The encryption process itself is straightforward. After the data is accessed, a cryptographic key (most of the time an asymmetric key) is used and the original data is destroyed in a way that cannot be recovered. That requires the attacker to have the resources to store the plaintext data and the encrypted one, download and upload the files without triggering any bandwidth limit alert before asking for the ransom. What if that was not necessary and the attacker could only use what was within the victim’s infrastructure, while nullifying them any access to the data? Remember, cloud is someone else’s computer, so every resource is hosted, managed and given access to you by the cloud provider.

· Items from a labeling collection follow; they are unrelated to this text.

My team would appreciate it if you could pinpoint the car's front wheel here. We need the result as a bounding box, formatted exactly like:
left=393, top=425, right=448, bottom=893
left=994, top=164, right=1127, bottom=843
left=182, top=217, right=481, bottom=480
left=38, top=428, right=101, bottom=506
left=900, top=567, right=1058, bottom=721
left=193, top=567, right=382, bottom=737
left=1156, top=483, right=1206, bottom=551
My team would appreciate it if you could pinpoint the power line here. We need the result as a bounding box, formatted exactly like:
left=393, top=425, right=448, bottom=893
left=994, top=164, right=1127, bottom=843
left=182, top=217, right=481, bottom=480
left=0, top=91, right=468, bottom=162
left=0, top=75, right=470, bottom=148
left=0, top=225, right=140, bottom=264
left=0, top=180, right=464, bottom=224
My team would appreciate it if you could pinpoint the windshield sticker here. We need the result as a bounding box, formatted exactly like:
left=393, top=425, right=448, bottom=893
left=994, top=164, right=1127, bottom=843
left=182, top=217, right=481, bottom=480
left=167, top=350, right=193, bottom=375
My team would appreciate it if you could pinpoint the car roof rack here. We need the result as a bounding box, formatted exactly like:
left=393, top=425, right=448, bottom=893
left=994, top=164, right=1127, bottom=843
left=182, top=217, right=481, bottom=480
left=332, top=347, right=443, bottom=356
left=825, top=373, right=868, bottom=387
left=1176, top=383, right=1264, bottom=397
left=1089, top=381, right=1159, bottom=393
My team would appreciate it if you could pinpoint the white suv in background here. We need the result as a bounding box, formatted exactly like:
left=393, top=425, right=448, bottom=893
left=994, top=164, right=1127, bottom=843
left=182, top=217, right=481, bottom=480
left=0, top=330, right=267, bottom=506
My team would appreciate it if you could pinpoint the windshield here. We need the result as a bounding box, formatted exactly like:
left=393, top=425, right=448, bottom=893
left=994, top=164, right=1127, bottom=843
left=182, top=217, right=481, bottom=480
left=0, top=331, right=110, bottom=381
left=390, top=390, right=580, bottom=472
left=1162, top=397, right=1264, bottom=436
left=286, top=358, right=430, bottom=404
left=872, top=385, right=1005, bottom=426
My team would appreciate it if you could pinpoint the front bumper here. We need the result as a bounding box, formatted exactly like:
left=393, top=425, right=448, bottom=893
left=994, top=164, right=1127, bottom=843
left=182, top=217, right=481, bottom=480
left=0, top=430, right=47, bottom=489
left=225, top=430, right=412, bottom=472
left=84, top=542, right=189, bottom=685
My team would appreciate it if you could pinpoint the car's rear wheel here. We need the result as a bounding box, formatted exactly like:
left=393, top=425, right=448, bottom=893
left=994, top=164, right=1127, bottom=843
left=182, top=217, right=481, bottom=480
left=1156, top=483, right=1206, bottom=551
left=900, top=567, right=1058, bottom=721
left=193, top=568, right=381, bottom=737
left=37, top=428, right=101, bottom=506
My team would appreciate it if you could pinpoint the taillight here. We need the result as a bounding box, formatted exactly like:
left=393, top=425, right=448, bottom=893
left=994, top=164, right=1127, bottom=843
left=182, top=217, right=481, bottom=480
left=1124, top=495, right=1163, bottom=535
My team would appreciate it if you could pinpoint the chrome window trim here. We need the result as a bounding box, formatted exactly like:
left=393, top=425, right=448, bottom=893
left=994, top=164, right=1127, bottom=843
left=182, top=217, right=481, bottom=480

Creativity is key when finding new ways to attack a target. One should find new ways to achieve the goal with little detection and the least usage of resources. While researching, Permiso found several ways to abuse features allowed by AWS KMS Keys to encrypt the data on a target's buckets, making them inaccessible. There are some ways to achieve it and all of them have methods on how to defend or prevent the attack. This blog will try to go through all of them, from an attacker’s perspective, giving the attack methodology and all the ways a defender can mitigate them.

Setting the stage

Let's put our self in the shoes of a Threat Actor. Actually, let's raise the stakes. Let's play a game of chess in between a team of Threat Actors and a team of Security Engineers. And to do that, we need to set some standards.

Threat Actors:

  • Are financially motivated: so any outcome should involve some payment from a specific party

  • Are not financed by anybody: meaning no nation state funded team, no competitor funded. This means, the resources are thin. We are talking about a couple laptops and probably some free-tier cloud resources

Security Engineers:

  • The company is hosting its resources on AWS

  • Work at a company with a normalish Cybersecurity Investment, meaning they are using services and features that AWS is offering, like CloudTrail, GuardDuty, Resource/IAM/Service Control Policies, but do not have any other security system that monitors malicious activity, as well as detects/prevents attacks.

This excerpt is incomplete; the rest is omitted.